Encontramos una mesa cerca de la ventana. Maya pidió inmediatamente una ración de pan de ajo con demasiado queso, sonriendo ampliamente y charlando animadamente, como si estuviera decidida a mantener el buen humor por pura fuerza de voluntad.
Cuando llegó el pan, humeante, Maya se abalanzó sobre él. Ethan se recostó contra la mesa y me miró con una expresión tranquila que no supe interpretar.
«Has cambiado», dijo después de un momento.
Si me dieran un centavo por cada vez que he oído esa frase…
«¿Qué quieres decir?», pregunté arqueando una ceja.

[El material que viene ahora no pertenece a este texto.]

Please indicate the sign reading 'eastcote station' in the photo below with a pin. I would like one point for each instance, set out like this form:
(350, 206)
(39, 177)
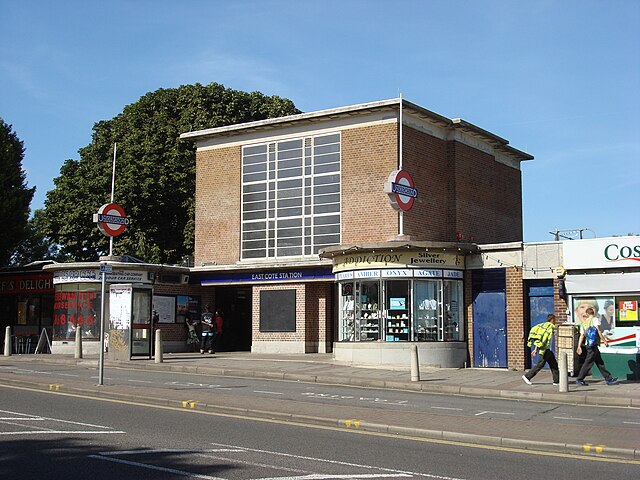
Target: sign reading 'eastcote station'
(409, 258)
(612, 252)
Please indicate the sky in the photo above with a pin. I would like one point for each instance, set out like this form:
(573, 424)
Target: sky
(559, 80)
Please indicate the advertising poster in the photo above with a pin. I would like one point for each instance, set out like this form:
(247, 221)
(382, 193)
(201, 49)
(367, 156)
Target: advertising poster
(120, 306)
(165, 308)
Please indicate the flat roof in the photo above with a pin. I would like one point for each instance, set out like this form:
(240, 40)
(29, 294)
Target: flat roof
(359, 109)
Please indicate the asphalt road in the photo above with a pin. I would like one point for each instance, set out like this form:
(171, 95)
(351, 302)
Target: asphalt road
(555, 415)
(53, 435)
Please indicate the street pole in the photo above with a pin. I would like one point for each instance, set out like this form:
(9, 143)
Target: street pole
(102, 330)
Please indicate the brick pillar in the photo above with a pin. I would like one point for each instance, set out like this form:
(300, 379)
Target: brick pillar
(516, 323)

—Ya no eres frágil. O tal vez me estoy dando cuenta demasiado tarde. Maya le lanzó una mirada de advertencia, pero él no se echó atrás. Sus palabras no eran crueles, solo reflexivas. Notaba que esa noche estaba siendo cauteloso conmigo.
Partí un trozo de pan y me encogí de hombros. —Llegas tarde a muchas cosas, Ethan.
Eso provocó una risa entrecortada de Maya. Incluso Ethan sonrió con tristeza. «Es justo».
Durante un rato, la conversación derivó hacia temas más ligeros.
Maya contó una desastrosa sesión de entrenamiento con un antiguo aprendiz, demasiada bravuconería y una ventana rota.